Un familiar mío, por pura casualidad, ha acabado viviendo exactamente enfrente del edificio sede del gobierno de una región importante, en un país noreuropeo. Se trata de un edificio con cierto porte, situado delante de la antigua prisión regional, de cuya gestión se hace cargo esta institución. La región tiene un millón y medio de habitantes y su riqueza por habitante es similar a la de Baleares. O sea, dimensiones parecidas.
Aunque desde la ventana del piso se ve perfectamente la entrada principal del edificio, jamás observé la menor exhibición de pompa o de boato; nunca un coche oficial, ni un vehículo policial de vigilancia, ni un escolta con sus pinganillos delatores, ni un acto lujoso, de relumbrón. Ni siquiera hay aparcamientos reservados para las autoridades, que deben de usar las mismas plazas que los demás mortales. Tuve ocasión de estar allí en los días previos a las elecciones, sin que tampoco ocurriera nada llamativo. Los costes operativos de la maquinaria pública deben de ser muy modestos, dado que no hay parlamento regional y todo se limita a un plenario comparable con lo que en España sería un ayuntamiento, que sesiona cada dos semanas.
Pero eso es lo que debería ser la política regional en España: austera, limitada a lo que es su competencia, resolviendo problemas y no haciendo charlas de sobremesa que únicamente caldean el ambiente porque no son cuestiones de nuestra competencia.
Si bien esta austeridad a un español necesariamente le llama la atención, la agenda política, los asuntos de los que se ocupan estas instituciones, definitivamente nos chocan poderosamente.
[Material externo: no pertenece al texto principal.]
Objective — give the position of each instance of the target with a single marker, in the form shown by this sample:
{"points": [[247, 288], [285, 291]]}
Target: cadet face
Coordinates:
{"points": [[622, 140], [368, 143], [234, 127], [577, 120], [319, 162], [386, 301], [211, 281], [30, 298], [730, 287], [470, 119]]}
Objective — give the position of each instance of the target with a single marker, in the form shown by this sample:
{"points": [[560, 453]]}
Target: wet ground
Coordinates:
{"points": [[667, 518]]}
Nada en el mundo puede ser más aburrido. Debaten estrictamente sobre cuestiones de su competencia como la recogida y reciclaje de basuras, el transporte público, la formación de parados, las prisiones, el funcionamiento de las escuelas e institutos de secundaria públicos, a nivel de comedores, equipamientos, transportes, pero no sobre temarios; la financiación de la policía –solo hay un cuerpo y es de titularidad regional, aunque coordinada a nivel nacional con otras fuerzas– o la gestión paisajístico-ambiental y el urbanismo a nivel de normativa. Los asuntos que se tratan se ajustan estrictamente a las competencias y nunca cuestiones generales ajenas a su ámbito.
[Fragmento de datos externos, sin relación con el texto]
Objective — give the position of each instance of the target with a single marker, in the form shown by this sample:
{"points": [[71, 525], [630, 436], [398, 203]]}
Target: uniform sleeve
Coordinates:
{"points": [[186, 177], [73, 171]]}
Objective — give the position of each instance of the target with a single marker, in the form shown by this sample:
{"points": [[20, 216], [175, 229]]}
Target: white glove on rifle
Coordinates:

Les aseguro que aquello, comparado con lo nuestro, es un bodrio absoluto: no hablan de temas identitarios, ni tienen un agenda reivindicativa –ni siquiera ahora que padecen un fuerte recorte financiero–, ni mandan a sus representantes a la isla de Chios, en Grecia, con el pretexto de que allí donde hay sufrimiento están ellos; ni debaten si les conviene tener la hora de Ucrania o la de Portugal; ni cuestionan al ejército o se pronuncian sobre el conflicto palestino. La vida política, sin condenar a Trump, sin declararse contra los deforestadores del Amazonas, sin hablar de las armas saudíes o el calentamiento de los casquetes polares, sin cuestionar los coches diesel o alarmarnos por la muerte de un lince en Doñana, es tediosa, claro.
Pero eso es lo que debería ser la política regional en España: austera, limitada a lo que es su competencia, resolviendo problemas y no haciendo charlas de sobremesa que únicamente caldean el ambiente porque no son cuestiones de nuestra competencia. Nuestras autonomías se parecen mucho más a las interminables conversaciones de los abuelos que se reunen en los bares de los pueblos, a quienes tanto les da criticar a “la Merkel” como decir que “no hay derecho” a que haya tantos accidentes de tráfico, que a órganos de gestión, centrados en aquello que les está atribuido en las leyes.
Si le buscamos lo positivo, que siempre se puede encontrar algo, aquí no tenemos tiempo para aburrirnos, aunque sea a precio de oro.